Find all pairs $(x, y)$ which satisfy the equation.

I have found the trivial solution $x=1, y=0$, and I have tried with congruences, but it didn't really get me anywhere.

Answer 1

By observing modulo 4 one could easily prove that $x$ is an odd number. If $x=1$, by observing modulo 3 it is easy to see that $y$ is an even number. If $x>1$, then $x\ge 3$. So, $27 \mid a^2-5^y$. Looking at modulo 27, we have $y$ is an even number (check every possibility for $0<y<18$ odd and $0<a<14$).

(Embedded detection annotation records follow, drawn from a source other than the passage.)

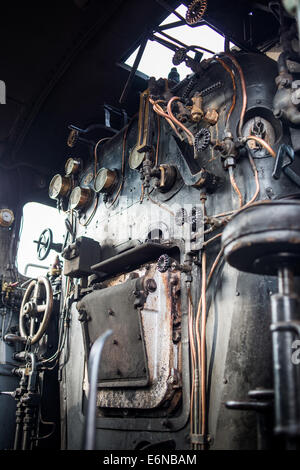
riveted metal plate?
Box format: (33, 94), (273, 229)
(77, 279), (149, 388)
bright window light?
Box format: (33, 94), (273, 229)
(17, 202), (65, 277)
(125, 5), (232, 80)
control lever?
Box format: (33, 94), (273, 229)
(272, 144), (300, 187)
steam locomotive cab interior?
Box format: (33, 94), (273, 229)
(0, 0), (300, 451)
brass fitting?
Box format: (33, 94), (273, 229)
(191, 93), (204, 122)
(204, 109), (219, 126)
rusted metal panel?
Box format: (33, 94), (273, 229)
(82, 264), (181, 410)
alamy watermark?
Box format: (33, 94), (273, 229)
(0, 80), (6, 104)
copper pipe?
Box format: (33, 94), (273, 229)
(167, 96), (194, 146)
(203, 233), (222, 246)
(108, 120), (131, 209)
(149, 98), (182, 140)
(216, 57), (236, 128)
(243, 152), (260, 209)
(201, 250), (206, 435)
(225, 52), (247, 137)
(228, 166), (243, 208)
(188, 289), (196, 444)
(155, 114), (160, 166)
(94, 137), (111, 176)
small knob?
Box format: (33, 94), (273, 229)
(156, 254), (171, 273)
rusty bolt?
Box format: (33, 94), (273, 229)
(167, 375), (177, 384)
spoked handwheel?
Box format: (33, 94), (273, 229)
(19, 277), (53, 344)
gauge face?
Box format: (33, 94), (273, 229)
(0, 209), (15, 227)
(129, 146), (145, 170)
(70, 186), (92, 210)
(49, 175), (71, 199)
(65, 158), (80, 176)
(83, 173), (94, 186)
(94, 168), (117, 193)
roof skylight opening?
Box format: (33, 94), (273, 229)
(125, 5), (233, 80)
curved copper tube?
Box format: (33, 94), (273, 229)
(94, 137), (111, 176)
(246, 135), (276, 158)
(225, 52), (247, 137)
(228, 166), (243, 207)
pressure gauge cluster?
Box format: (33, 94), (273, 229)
(49, 152), (118, 211)
(129, 145), (146, 170)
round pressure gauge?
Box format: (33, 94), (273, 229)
(49, 175), (71, 199)
(0, 209), (15, 227)
(70, 186), (92, 210)
(65, 158), (80, 176)
(94, 168), (117, 193)
(129, 145), (145, 170)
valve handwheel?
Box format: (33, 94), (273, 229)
(19, 277), (53, 344)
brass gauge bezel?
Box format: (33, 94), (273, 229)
(69, 186), (92, 210)
(94, 168), (117, 193)
(129, 145), (145, 170)
(49, 174), (72, 199)
(65, 157), (81, 176)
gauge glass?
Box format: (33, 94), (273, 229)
(129, 145), (145, 170)
(49, 175), (62, 199)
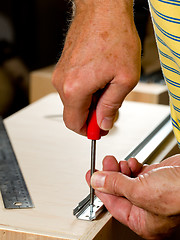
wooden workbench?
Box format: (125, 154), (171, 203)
(0, 94), (179, 240)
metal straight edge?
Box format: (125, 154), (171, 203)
(125, 115), (172, 163)
(73, 115), (172, 221)
(0, 118), (34, 209)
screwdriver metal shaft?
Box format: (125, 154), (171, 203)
(90, 140), (96, 218)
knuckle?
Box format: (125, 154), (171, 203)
(105, 173), (120, 196)
(51, 69), (59, 89)
(118, 70), (140, 92)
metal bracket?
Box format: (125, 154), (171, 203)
(73, 194), (105, 221)
(73, 115), (172, 221)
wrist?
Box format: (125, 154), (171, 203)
(73, 0), (134, 14)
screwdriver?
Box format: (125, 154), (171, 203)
(87, 109), (101, 220)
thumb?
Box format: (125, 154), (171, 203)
(91, 171), (134, 197)
(96, 76), (136, 131)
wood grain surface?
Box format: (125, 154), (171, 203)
(0, 94), (176, 240)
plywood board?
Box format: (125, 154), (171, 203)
(0, 94), (174, 240)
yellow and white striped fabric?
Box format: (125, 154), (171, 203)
(149, 0), (180, 146)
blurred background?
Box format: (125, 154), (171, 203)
(0, 0), (162, 118)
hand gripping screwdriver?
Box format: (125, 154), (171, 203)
(87, 109), (101, 218)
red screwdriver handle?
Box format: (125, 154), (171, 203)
(87, 109), (101, 140)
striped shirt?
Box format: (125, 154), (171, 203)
(149, 0), (180, 146)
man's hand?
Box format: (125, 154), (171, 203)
(52, 0), (141, 135)
(86, 155), (180, 239)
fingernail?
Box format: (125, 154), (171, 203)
(100, 117), (113, 131)
(91, 172), (106, 189)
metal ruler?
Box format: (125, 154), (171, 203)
(0, 117), (34, 209)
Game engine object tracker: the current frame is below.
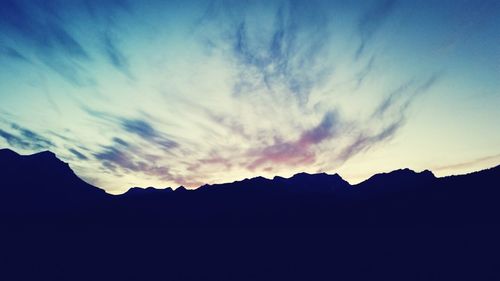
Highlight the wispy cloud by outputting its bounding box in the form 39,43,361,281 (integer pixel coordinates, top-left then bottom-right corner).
0,123,54,150
247,111,340,170
68,148,89,161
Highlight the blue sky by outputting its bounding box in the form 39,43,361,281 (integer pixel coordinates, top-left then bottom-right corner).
0,0,500,193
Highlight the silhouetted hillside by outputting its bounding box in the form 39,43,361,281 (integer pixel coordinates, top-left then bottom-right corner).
0,150,500,281
0,147,500,227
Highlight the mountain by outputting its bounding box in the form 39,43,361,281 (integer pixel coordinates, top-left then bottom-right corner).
0,149,500,227
0,150,500,281
0,149,108,220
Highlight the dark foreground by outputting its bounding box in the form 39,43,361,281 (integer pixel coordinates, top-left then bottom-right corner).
0,150,500,280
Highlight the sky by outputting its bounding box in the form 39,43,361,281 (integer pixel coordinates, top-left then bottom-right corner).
0,0,500,194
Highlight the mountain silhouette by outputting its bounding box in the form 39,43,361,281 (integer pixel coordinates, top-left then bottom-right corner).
0,149,500,280
0,149,500,227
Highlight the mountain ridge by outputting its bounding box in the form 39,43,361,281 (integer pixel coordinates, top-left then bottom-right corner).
0,148,500,196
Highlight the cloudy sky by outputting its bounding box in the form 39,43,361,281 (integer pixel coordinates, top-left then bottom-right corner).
0,0,500,193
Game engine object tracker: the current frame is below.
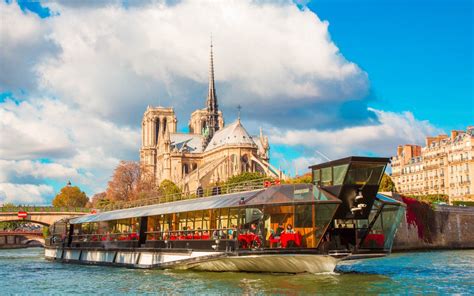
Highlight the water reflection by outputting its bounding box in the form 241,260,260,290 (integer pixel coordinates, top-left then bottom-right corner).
0,249,474,295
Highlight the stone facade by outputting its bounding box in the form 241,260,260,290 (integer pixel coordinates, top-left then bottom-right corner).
392,126,474,202
140,45,285,192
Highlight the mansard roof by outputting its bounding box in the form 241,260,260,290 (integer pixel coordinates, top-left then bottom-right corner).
204,119,257,152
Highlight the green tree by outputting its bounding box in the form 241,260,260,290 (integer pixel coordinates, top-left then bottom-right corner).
285,173,313,184
158,179,181,201
159,179,181,195
42,226,50,238
379,173,396,192
53,184,89,207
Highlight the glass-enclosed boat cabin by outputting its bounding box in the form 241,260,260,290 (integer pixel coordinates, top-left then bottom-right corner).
310,156,405,253
47,157,403,254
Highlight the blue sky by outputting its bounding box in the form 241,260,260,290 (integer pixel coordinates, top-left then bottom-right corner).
0,0,474,204
308,0,474,130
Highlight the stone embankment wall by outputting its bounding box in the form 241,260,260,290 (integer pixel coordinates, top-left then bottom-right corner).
393,197,474,251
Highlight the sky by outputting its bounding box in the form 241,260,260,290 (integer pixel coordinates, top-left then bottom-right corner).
0,0,474,204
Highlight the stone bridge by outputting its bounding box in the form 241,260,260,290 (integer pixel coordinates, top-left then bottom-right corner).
0,207,90,226
0,231,44,249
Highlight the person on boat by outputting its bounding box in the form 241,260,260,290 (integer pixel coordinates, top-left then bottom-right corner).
285,224,295,233
250,223,257,234
227,225,237,239
273,223,285,239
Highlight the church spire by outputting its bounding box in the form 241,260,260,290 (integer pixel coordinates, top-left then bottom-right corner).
206,36,219,145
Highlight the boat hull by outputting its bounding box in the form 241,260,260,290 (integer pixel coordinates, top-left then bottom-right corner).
45,248,339,273
181,254,339,273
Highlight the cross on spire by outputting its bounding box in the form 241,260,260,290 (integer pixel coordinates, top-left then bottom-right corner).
237,105,242,120
206,35,219,147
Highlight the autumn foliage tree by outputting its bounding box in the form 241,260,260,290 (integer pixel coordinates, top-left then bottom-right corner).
53,184,89,207
106,160,140,201
379,173,396,192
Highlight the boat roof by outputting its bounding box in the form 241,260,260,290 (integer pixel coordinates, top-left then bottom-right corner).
309,156,390,170
69,184,341,224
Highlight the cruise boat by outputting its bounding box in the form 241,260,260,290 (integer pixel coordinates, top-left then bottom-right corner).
45,156,405,273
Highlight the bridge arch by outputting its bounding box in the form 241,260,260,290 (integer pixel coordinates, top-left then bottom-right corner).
0,219,51,227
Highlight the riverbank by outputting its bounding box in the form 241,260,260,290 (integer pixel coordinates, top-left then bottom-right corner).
393,194,474,252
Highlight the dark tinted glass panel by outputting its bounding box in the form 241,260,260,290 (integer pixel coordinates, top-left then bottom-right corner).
321,168,332,186
333,164,349,185
313,170,321,184
294,205,313,227
345,163,385,185
315,204,338,245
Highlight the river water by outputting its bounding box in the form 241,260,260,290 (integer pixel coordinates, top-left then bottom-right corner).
0,248,474,295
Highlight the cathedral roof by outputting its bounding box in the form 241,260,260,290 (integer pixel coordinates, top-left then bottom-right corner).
170,133,204,153
204,119,256,152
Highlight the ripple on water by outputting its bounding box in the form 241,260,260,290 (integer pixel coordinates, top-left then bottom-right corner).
0,249,474,295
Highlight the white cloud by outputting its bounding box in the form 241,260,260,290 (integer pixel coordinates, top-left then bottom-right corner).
270,109,442,158
0,183,54,205
0,159,79,182
0,0,444,203
0,1,56,92
0,98,140,204
0,0,368,124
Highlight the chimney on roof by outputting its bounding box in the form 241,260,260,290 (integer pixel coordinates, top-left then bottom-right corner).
397,145,403,156
426,137,436,147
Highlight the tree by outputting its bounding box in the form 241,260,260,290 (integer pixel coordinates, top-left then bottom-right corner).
379,173,396,192
53,183,89,207
285,173,313,184
106,160,140,202
159,179,181,196
225,172,265,185
91,192,110,208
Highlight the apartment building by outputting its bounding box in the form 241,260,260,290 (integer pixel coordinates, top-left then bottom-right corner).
392,126,474,202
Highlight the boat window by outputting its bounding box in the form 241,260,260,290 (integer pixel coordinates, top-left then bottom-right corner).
313,169,321,185
295,204,313,228
161,214,173,231
333,164,349,185
382,205,405,250
147,216,160,231
176,213,188,230
191,211,203,230
321,167,332,186
202,210,211,229
186,212,196,230
229,208,239,228
314,204,338,246
218,209,229,228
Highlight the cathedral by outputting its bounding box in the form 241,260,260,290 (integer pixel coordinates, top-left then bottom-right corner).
140,44,283,192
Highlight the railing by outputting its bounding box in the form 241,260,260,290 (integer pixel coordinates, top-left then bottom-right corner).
72,232,139,242
101,178,279,211
0,206,90,213
0,230,43,236
145,228,237,241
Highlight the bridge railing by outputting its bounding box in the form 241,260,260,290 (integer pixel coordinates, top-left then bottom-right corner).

Let $y=2t$, $3^x=a^2-5^{2t}=(a+5^t)(a-5^t)$, clearly one of $a+5^t$ or $a-5^t$ is not divisible by 3, so one of them is 1. It follows that $a=5^t+1$. So $2\cdot 5^t+1=3^x$, $2.5^t=3^x-1$. Clearly $x=1$ generate a solution and $x=0,2,3,4$ does not. Clearly $2\mid 3^1-1$ and $5\mid 3^4-1$. For $x>4$, from Zsigmondy's theorem it follows that there are other prime beside $2$ and $5$ that divides $3^x-1$. Hence, the only non-negative integer solution is $x=1$, $y=0$.